Le bio résiste-t-il à la crise ?

le marché des produits biologiquesLa santé du marché des produits biologiques a longtemps été insolente : en dix ans, celui-ci a quadruplé. Aujourd'hui, il pâtit de la crise et sa croissance ralentit. L'appétence des consommateurs pour le bio est cependant bien là, entretenue par une offre de plus en plus diversifiée et accessible. La filière agricole française, elle, reste peu développée. Tour d'horizon.

Un marché devenu plus mature

Le marché du bio se porte bien. En 2011, selon l'Agence Bio, il a ainsi augmenté de 10 %, à 4 milliards d'euros ; ce qui fait qu'en dix ans, il a quadruplé ! Cependant, si les ventes de produits biologiques continuent de progresser au rayon alimentaire des grandes surfaces, leur croissance a tendance à nettement s'essoufler. Sur six mois à fin août 2012, le chiffre d'affaires réalisé par les aliments bio en GMS progresse ainsi de seulement 1,9%, contre 10,9% au semestre précédent, note SymphonyIRI. Le bio, qui n'avait pas été atteint par la crise de 2008, n'échappe visiblement pas cette fois à la mise sous surveillance de leur budget quotidien par les ménages. « Pris par les contraintes de pouvoir d'achat, les consommateurs sont en situation d'attente et font moins monter en gamme leur panier. Ces arbitrages influent sur le bio », analyse Jacques Dupré, directeur « insight » chez SymphonyIri. Ce phénomène ne pourrait cependant n'être qu'une « parenthèse ». « Les consommateurs expriment toujours des envies d'acheter des produits plus responsables. Aux acteurs du secteur de trouver le moyen de convaincre les plus sensibles au thème », juge Jacques Dupré.

Une offre très accessible

L'accessibilité des produits bio est l'un des éléments qui pourrait jouer en leur faveur. Tandis que les enseignes spécialisées sont devenues plus conviviales, la grande distribution traditionnelle offre aux acheteurs toute une gamme de produits biologiques. Certaines, comme Intermarché, misent même spécialement sur les produits bio en développant les références, et en les plaçant dans les rayons aux côtés des marques conventionnelles nationales. De son côté, Auchan avec son Coeur de Nature, a choisi de consacrer des supermarchés exclusivement au bio. Les hard-discounters ne sont pas en reste : Dia vient ainsi d'étendre sa gamme avec 11 nouvelles références à son nom, ce qui porte le total à plus d'une cinquantaine de produits. Et au côté des grandes surfaces (80 % des ventes), il existe d'autres modes de distribution très divers : de la vente directe en passant par les Amap (associations pour le maintien d'une agruculture paysanne) aux paniers portés à domicile, sans parler du développement de la consommation en restauration collective.

Des consommateurs fidèles

En moyenne, 4 Français sur 10 consomment des produits bio au moins une fois par mois, selon le baromètre de l'institut CSA réalisé pour l'Agence Bio fin 2011. Cette part est à peu près stable, mais les fidèles du bio en consomment de plus en plus, que ce soit par égard pour l'environnement ou par crainte des produits chimiques, ce qui explique que le marché, bien que de plus en plus mature, continue à se développer. Ce qui les inciteraient à en acheter encore plus ? Des prix moins élevés, mais aussi davantage de garanties sur l'origine locale et régionale des produits, ainsi que sur leur faible empreinte carbone.

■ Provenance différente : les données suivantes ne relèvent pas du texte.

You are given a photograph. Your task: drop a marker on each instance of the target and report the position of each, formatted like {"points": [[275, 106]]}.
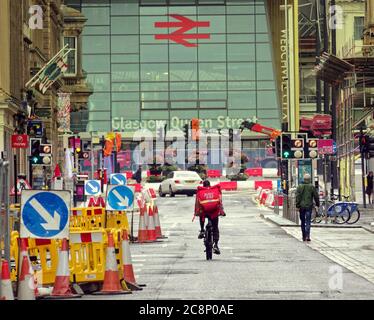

Des agriculteurs pas très bio

Les agriculteurs français restent encore réticents à se lancer dans le bio. Tout d'abord parce que l'agriculture bio offre des résultats plus aléatoires que l'agriculture classique, tout en étant plus contraignante. Ensuite parce que, du label à la certification en passant par les appellations d'origine, les agriculteurs disposent de tout un tas d'autres options pour se différencier et vendre leurs produits plus chers. Enfin parce que les organisations professionnelles ont tardé à s'investir dans l'aide au développement du bio, trop éloigné des intérêts commerciaux des coopératives qui ont longtemps vécu en bonne partie sur la vente d'engrais et de pesticides. Du coup, L'agriculture biologique peine à dépasser les 3% de la surface agricole utile (SAU) française, même si les hectares bio ont fait un bond de 63% depuis 2008, selon l'Agence Bio. La France ne vient encore qu'au 19e rang en Europe. Des progrès techniques restent à faire pour le lever les réticences des agriculteurs.